FIGURE 1. (A) Lobe complex showing compensational stacking and facies distribution in an unconfined setting (after Prélat et al., 2009; Kane et al., 2017; Spychala et al., 2017). (B) Lobe complex in a confined setting dominated by aggradation and complex onlap styles (after Soutter et al., 2019). (C) Characteristics of different gravity flow types, their resulting deposits and onlap styles in respect to different flow concentrations; “l”—laminar flow; ”t”—turbulent flow (after Al Ja’Aidi et al., 2004; Haughton et al., 2009; Bakke et al., 2013; Patacci et al., 2014; Soutter et al., 2019).
A growing body of research shows how deep-marine, margin parallel to oblique currents, here termed bottom currents, can play an important role in modifying turbidity current systems, but has mainly focused on proximal turbidite canyons and channels (Mcginnis and Hayes, 1995; Faugères et al., 1999; Marchès et al., 2010; Brackenridge et al., 2013; Sansom, 2018; Fonnesu et al., 2020; Fuhrmann et al., 2020; Miramontes, et al., 2019). Little research has considered terminal lobes in these mixed systems, especially in terms of stratigraphic evolution, facies staking patterns and the processes that control them (Locker and Laine, 1992; Marchès et al., 2010; Fonnesu et al., 2020). The processes that control turbidite-contourite interaction in distal, net-depositional systems likely differ from their proximal counterparts as they are subject to a lower frequency of high-concentration sediment-laden turbidity currents (Jobe et al., 2018). Further potential for complex drift related topography along bottom current influenced margins (e.g., erosive moats and channels or depositional drifts and sediment waves) make distal lobe complexes prone to increasingly passive turbidite-contourite interaction (Hernández-Molina et al., 2008; Mulder et al., 2008). An excellent location to study such systems is the East African Margin as long-lived bottom current systems from Mesozoic to modern time build extensive contourite drift deposits that locally interact with point sourced turbidite systems (Sansom, 2018; Thiéblemont et al., 2019; Thiéblemont et al., 2020). Excellent data quality allows us to image deposits in detail and record variations over time, and to conclusively link deposits to their seismic character.

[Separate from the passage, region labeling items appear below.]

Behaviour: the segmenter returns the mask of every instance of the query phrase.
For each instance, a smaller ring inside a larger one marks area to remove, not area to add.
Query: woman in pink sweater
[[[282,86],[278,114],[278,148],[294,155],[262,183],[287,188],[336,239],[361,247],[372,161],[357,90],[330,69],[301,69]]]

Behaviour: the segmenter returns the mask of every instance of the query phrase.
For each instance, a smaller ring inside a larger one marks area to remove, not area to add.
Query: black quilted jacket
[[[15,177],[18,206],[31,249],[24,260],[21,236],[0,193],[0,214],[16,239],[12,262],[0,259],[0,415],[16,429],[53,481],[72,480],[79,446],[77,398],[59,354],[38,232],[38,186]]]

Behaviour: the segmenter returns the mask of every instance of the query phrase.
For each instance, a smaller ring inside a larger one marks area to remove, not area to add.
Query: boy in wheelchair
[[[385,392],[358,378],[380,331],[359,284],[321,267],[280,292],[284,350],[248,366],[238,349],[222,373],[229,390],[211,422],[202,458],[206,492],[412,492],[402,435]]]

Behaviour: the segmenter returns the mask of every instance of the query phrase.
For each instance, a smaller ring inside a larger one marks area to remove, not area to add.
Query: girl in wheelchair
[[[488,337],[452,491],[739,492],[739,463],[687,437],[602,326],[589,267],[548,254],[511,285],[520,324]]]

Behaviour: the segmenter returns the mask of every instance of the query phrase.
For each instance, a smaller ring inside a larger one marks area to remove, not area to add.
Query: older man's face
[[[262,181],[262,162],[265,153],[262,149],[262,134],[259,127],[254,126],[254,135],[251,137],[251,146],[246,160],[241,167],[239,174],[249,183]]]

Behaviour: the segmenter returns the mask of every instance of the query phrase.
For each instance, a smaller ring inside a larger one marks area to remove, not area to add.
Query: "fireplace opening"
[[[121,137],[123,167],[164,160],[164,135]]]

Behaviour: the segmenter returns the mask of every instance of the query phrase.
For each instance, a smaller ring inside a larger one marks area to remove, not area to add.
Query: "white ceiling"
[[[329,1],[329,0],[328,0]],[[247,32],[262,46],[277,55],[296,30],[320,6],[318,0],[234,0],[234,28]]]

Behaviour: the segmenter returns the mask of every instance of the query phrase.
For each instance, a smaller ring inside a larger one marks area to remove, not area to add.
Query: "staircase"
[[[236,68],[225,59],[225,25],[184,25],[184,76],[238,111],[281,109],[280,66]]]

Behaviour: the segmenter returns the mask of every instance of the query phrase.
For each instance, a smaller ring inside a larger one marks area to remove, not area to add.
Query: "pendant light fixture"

We use high-resolution 3D seismic reflection data in combination with biostratigraphically constrained well-log and core data from offshore Tanzania to reveal the diversity of bottom current influence on gravity flow pathways and lobe geometries, which arise from spatio-temporal fluxes in available sediment supply, near-bed current intensity and the frequency of lobe-building flows. Our specific aims are to: 1) document the stratigraphic evolution of bottom current influenced lobe complexes that were deposited offshore Tanzania during the Upper Cretaceous; 2) establish the different factors controlling lobe morphology and facies stacking patterns; and 3) develop a generalised model to explain how gravity flows of varying types interact with different contourite drift morphologies along continental margins.
2 Data and Methods
This study uses two 3D seismic reflection volumes covering the Sea Gap (4,885 km2) and Davie Ridge (3,240 km2), offshore Tanzania, at a present day water depth of approximately 2,200–2,500 m. The 3D seismic reflection volumes were correlated with a 2 D seismic tie-line (Figure 2C, Figure 4). The data have a bin spacing of 12.5 × 12.5 m, a 4 ms sampling rate and are processed in SEG normal polarity to zero phase, where a peak (yellow colour) represents a downward increase in acoustic impedance. The average vertical resolution is 20–30 m in the Upper Cretaceous, with an average dominant frequency of 40 Hz and internal velocities of 2.5–3.5 km s−1. A total of 14 biostratigraphically controlled exploration wells and 1.2 km of core are available to calibrate the seismic data and interpret the sedimentary evolution (Table 1, Table 2). Seismic interpretation was conducted by creating semi-automatic horizon stacks with Paleoscan™ that were manually adjusted with the available well data in Petrel™. The resulting seismic stratigraphic framework from Albian to Neogene consists of eight characteristic, basin wide seismic horizons that represent major unconformities, stratal terminations or extensive changes in seismic facies (Data rep. Table 1). This framework allows a correlation with previously-documented tectonic events, palaeo-oceanographic events and regional bottom current circulation patterns (Figure 2) (Castelino et al., 2016; Fischer and Uenzelmann-Neben, 2018a; Sansom, 2018; Thiéblemont et al., 2020). Seismic attribute volumes, such as Root Mean Square (RMS) amplitude extractions, variance blends (VAR), spectral decomposition Red-Green-Blue (RGB) colour blends, thickness maps and seismic cross sections are used to interpret the sedimentary systems of each interval. Geoteric ™ is used to transform the seismic data into the frequency domain using the Constant Q method to maintain high vertical resolution, which allowed for the identification of subtle lithology changes in interbedded deposits (McArdle and Ackers, 2012). The resulting seismic facies associations are then used to define eight deep-marine sedimentological features (Table 1).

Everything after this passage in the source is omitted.